The Giants' managing director, Bob Zeller, a political science graduate, grew up in Montreal before settling in Britain in 1984. As a correspondent for the Canadian Globe and Mail newspaper, he mixed coverage of sport with politics, dance and opera.

"Five years ago the Superleague had just been created and I wanted to get into it," he says. "When the chairman of Guildford, the team I was running, decided not to join, I started looking elsewhere. I only left journalism to drive a hockey team."

Zeller sought backing from the Northern Ireland Sports Council, which showed him plans for an arena at a derelict site on the banks of the River Lagan.

"When it was clear that there would be an arena which could be rented, I was able to make a commitment to buying the Belfast franchise from the Superleague for £285,000," he explains. The £2 million sterling investment in the team is financed with the help of Zeller's partner, Dutch-Canadian businessman Albert Massland. On the evidence so far, there should be no problem with the repayments.

Belfast City Council, too, is delighted with the public's reaction to the Giants. "The team gives us a focus in other cities," says council chief executive Brian Hanna. "We haven't had this sports dimension since the Ulster rugby team won the European Cup."

The Giants' tenancy at the Odyssey is merely part of a much bigger development plan for the former coal quay and scrap metal yard adjacent to the Harland & Wolff shipyards. The area, known as the Titanic Quarter, will soon have a multiplex cinema and a shopping and restaurant complex.

"We want to work on getting more people from the Republic to come up. If we have something they don't have, they will travel here," says Hanna.

Zeller's upbringing in Quebec, which has its own separatist issue, has made him acutely aware of the North's difficult journey to peace and the small part his team is playing in it.

"It's a dreadful way to put it, but part of the bonus of coming here was that if the peace policy failed, there would be people wanting to recreate the process," he says.

"People want to make a statement. They want to do something that shows they are part of a new Northern Ireland. Everyone can unite behind the Giants."

Zeller sees ice hockey as crossing all social boundaries. "We cater for the blue and white collars. A working guy with tattoos up his arm is just as likely to be sitting beside a company director with both of them doing the Mexican wave. Our pricing structure is careful not to exclude any grouping," he says.

Head coach Dave Whistle moved his family to the Co Down seaside town of Bangor from Bracknell in the English Home Counties where, last season, he coached the local Superleague team. "Sure I had reservations," he says. "I spent a few days checking this place out, talked it over with my wife, and we haven't regretted it.

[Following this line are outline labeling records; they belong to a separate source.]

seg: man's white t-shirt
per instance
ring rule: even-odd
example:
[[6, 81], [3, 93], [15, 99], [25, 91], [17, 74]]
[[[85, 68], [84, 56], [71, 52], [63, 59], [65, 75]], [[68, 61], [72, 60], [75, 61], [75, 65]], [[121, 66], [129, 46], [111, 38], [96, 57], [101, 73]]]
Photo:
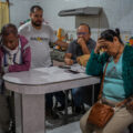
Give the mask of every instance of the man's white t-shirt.
[[19, 28], [19, 33], [24, 35], [31, 47], [31, 68], [50, 66], [50, 42], [55, 42], [55, 37], [52, 28], [48, 24], [42, 24], [40, 30], [32, 27], [31, 22]]

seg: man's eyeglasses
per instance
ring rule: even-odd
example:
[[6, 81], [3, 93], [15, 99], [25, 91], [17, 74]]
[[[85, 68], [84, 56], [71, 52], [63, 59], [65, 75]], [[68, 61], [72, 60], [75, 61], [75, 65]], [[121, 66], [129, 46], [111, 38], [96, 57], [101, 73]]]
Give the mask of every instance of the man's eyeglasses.
[[89, 32], [78, 32], [76, 35], [86, 35]]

"This is the first home we've bought in 10 years. The place has the feel of Canada. London was expensive, there weren't many green spaces and it's safe for my kids to go out and play [here]."

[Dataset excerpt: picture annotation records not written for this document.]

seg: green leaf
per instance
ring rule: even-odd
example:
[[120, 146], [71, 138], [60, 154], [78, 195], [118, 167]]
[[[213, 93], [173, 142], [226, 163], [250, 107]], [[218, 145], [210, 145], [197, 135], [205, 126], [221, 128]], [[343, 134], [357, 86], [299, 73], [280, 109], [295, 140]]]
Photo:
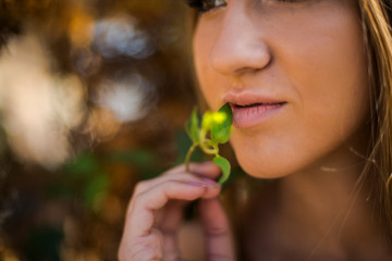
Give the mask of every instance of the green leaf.
[[212, 126], [211, 139], [219, 144], [225, 144], [229, 141], [231, 134], [231, 126], [233, 124], [233, 112], [229, 103], [222, 105], [218, 112], [224, 113], [226, 117], [222, 123]]
[[217, 165], [219, 165], [219, 167], [222, 170], [222, 176], [219, 178], [218, 183], [223, 184], [230, 176], [230, 170], [231, 170], [230, 162], [220, 156], [216, 156], [213, 158], [213, 162]]
[[200, 127], [199, 127], [199, 119], [196, 108], [192, 111], [191, 117], [185, 125], [185, 130], [189, 136], [189, 138], [192, 139], [192, 141], [194, 142], [199, 141]]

There is a real feeling that the Giants have a genuine interest in getting to know new people. The players stay around after games to talk to the supporters and even bring their own families along for the occasion.

"We're just ordinary guys like everybody else," says Kevin Riehl, as he keeps an eye on his toddler son Cody. "We want people to have a good time and go home happy."

Riehl will go back to Alberta in April and spend the summer months farming 250 head of beef stock with his father. But by mid-August it will be time to get his skates on for the new season with the Belfast Giants.